Once again the driver to the 4.5% rise in total sales is the Directory home shopping business whose services were much in demand during the wet weather. Like for like sales rose a more modest 0.2% in the six months to 28 July but this compares with the firm's earlier guidance that sales would be flat or could fall as much as 3%.

Next, the official clothing and homeware supplier to the London 2012 Olympic Games, now expects total sales to grow between 2%-4.5% in 2012-13 with group profit before tax of £575 million to £620 million, up from its previous guidance of £560 million to £610 million.

Kate Calvert, retail analyst at Seymour Pierce, said: 'While not quite a gold medal winning perforamnce ... Next has delivered a commendable one nonetheless, slightly above the top end of its guidance, and coninues to win market share.'

The FTSE 100 is now 30 points higher at 5,667 as investors ignore the latest signs of how the eurozone debt crisis has hit China's growth. The Euronext adds 4 points or 0.6% to 636.

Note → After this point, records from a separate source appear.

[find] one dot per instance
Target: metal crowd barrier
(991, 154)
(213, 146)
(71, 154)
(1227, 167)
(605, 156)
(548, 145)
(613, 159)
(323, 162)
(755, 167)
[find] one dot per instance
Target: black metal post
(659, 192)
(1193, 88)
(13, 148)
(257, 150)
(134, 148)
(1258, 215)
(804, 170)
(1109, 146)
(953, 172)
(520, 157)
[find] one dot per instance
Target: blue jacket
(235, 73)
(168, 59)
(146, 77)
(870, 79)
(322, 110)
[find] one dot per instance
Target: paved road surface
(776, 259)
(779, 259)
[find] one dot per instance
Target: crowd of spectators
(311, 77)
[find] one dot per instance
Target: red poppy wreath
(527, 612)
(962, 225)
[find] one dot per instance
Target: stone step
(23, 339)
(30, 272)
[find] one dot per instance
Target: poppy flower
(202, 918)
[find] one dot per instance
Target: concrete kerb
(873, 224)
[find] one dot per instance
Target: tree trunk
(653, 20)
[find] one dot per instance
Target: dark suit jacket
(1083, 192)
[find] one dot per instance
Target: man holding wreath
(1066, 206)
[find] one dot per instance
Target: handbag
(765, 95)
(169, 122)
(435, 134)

See our FTSE home page for details on the day's other risers and fallers.

FTSE ignores China data to rise on central bank hopes

08.05: The FTSE 100 makes a surprisingly strong start as investors continue to look for help from central bankers after fresh signs of weakness in China's economy.

China's official purchasing managers' index (PMI) fell to 50.1 in July from 50.2. This is an eight-month low, although any reading over 50 shows an expansion rather than contraction.

The HSBC China PMI, also out today, was more positive rising to a seasonally adjusted 49.3, its highest level since February, although it was the ninth consecutive month it has been below 50, indicating contraction in the economy. 

The FTSE 100 rose 25 points, or 0.4%, to 5,660 with retail darling Next (NXT.L) leading the charge, 4% higher at £33.53, after raising its full-year forecast after a good first half of the year.

Can maker Rexam (REX.L) was the biggest faller, down 3% to 421p after its half-year figures.

On currency markets the pound was slightly weaker at $1.5672 against the dollar but rose to €1.2320 against the euro.

The main focus for investors is waiting to see what, if any, measures the central banks take to ease the pressure in financial markets over the eurozone debt crisis. The US Federal Reserve will announce it statement this evening and tomorrow brings the interest rate statement from the European Central Bank.